Default install only. A tuned Presidio install (custom recognizers, transformer NER backend, adjusted confidence thresholds) would close most of the precision gap. We measure what most Presidio users actually deploy in the first month — not what a Presidio expert could achieve.
No ground-truth labels. The "both / ours-only / presidio-only" metric is a precision proxy, not a strict F1 measurement. Hand-labelling 14 PDFs across 7 languages is ~40 hours of focused work by a native speaker; we haven't done that yet. PRs welcome.
Two document classes. Contracts + financial statements. Medical records, HR forms, immigration paperwork would produce different gaps — likely smaller, because those documents have richer PII signal.
Synthetic corpus. Real customer documents have OCR errors, multi-column layouts, and table-heavy financial appendices we don't measure here.
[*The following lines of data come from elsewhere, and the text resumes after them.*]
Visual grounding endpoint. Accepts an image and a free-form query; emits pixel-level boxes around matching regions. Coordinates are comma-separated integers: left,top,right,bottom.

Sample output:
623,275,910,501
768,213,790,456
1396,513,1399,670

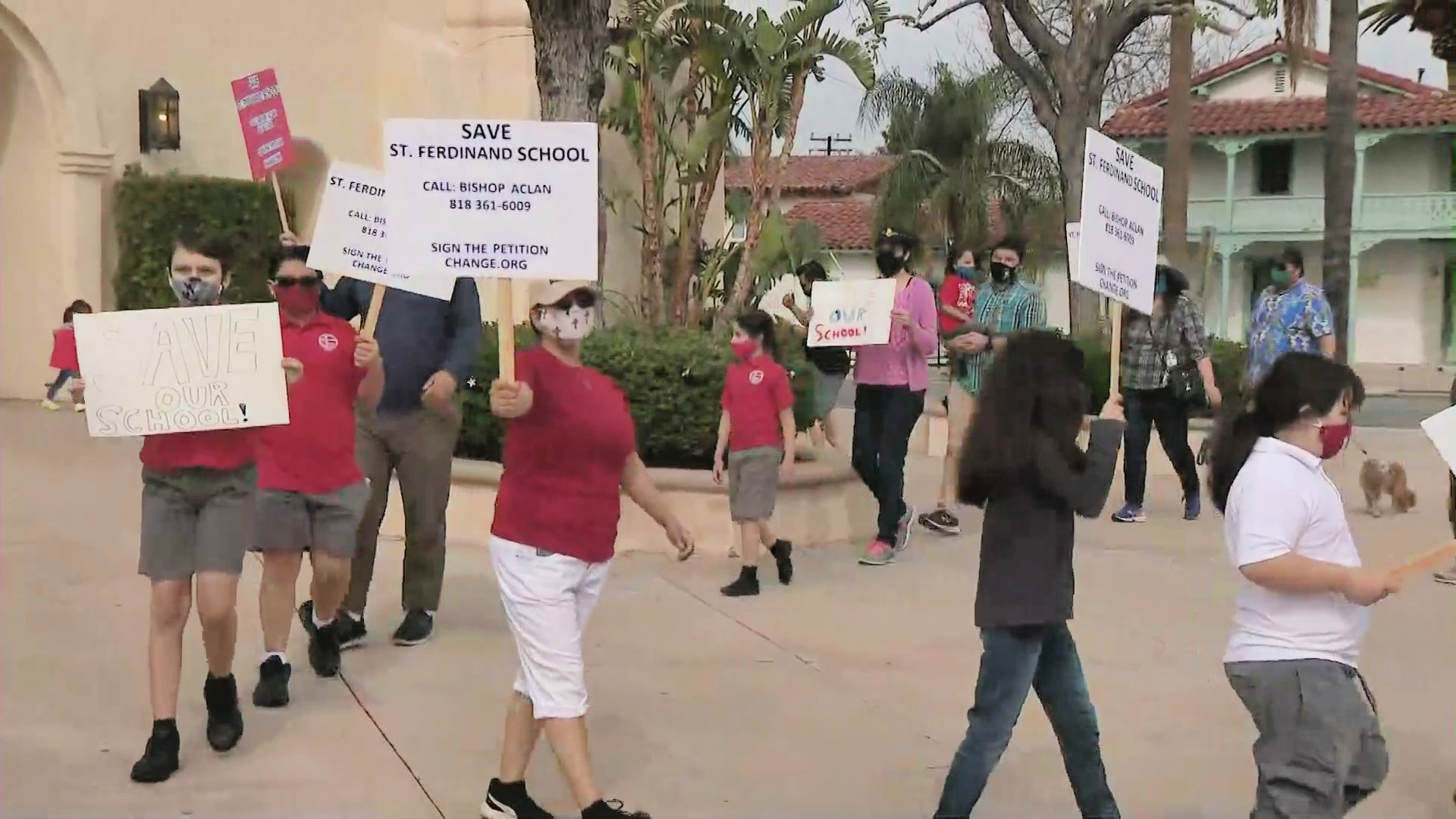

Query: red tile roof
723,155,899,196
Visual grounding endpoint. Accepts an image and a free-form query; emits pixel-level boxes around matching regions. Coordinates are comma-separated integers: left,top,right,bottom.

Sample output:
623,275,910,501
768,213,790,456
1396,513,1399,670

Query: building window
1254,141,1294,196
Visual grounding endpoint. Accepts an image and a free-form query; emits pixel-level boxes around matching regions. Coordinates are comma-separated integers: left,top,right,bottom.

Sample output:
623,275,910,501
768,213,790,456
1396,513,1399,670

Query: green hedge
456,325,814,469
114,165,282,310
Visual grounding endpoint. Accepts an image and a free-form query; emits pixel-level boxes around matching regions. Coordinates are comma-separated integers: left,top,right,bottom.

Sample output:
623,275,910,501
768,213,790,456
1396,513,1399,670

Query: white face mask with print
536,305,595,341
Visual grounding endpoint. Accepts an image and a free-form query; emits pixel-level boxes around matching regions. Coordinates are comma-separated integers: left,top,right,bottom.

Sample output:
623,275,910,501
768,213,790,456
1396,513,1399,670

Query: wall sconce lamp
136,80,182,153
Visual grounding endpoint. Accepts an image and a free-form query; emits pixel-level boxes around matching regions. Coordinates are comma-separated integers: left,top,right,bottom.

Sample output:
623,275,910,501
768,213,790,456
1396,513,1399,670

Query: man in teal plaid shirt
920,237,1046,533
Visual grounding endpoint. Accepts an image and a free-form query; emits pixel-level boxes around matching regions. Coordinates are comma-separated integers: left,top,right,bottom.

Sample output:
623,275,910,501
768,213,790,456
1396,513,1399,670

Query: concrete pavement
0,403,1456,819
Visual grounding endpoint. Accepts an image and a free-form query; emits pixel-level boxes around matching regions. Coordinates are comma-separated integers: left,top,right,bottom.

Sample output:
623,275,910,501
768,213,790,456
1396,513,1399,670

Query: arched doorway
0,19,60,398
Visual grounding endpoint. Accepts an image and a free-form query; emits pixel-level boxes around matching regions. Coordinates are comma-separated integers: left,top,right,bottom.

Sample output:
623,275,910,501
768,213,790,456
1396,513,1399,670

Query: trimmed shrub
456,324,814,469
112,165,290,310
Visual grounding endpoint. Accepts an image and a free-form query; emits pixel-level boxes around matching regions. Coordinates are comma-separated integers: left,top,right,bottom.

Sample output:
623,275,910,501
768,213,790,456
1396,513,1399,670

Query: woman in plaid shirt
1112,264,1222,523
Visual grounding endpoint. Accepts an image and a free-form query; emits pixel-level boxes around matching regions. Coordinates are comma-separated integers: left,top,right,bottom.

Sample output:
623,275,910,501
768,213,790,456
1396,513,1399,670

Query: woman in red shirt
481,281,693,819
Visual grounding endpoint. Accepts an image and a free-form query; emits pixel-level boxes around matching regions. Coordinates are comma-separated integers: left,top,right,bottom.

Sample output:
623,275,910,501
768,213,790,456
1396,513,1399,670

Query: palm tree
859,63,1060,252
1360,0,1456,92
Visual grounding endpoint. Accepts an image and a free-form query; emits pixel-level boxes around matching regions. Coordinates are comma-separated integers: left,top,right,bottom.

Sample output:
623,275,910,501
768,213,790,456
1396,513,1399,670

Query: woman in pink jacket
850,229,937,566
When to use Presidio instead

Presidio is a great toolkit. It's the right choice when:

you're building a custom Python DLP pipeline and want library-level control,
you need to integrate Azure AI Language or AWS Comprehend under one PII abstraction, or
you're processing text streams (not bounded documents).

The benchmark above is specifically about default-install behaviour on bounded PDF documents, which is what desktop document anonymization actually means in practice.

We were inspired by Presidio. We don't claim to replace it.

We claim that for the specific shape of work promptShield does — desktop anonymization of contracts, financial statements, medical records, HR documents — our pipeline produces output that requires less review work, with verifiable evidence.

Run the benchmark

The whole point of this post is the receipt:

{`git clone https://github.com/promptshield-Inc/pii-detection-benchmarks
cd pii-detection-benchmarks
pip install -r requirements.txt
python benchmark.py`}

The Presidio script is fully self-contained — you don't need promptShield installed to verify the Presidio side. The published CSVs in results/ are the numbers we cited above.

If you find a methodology issue, open an issue or PR.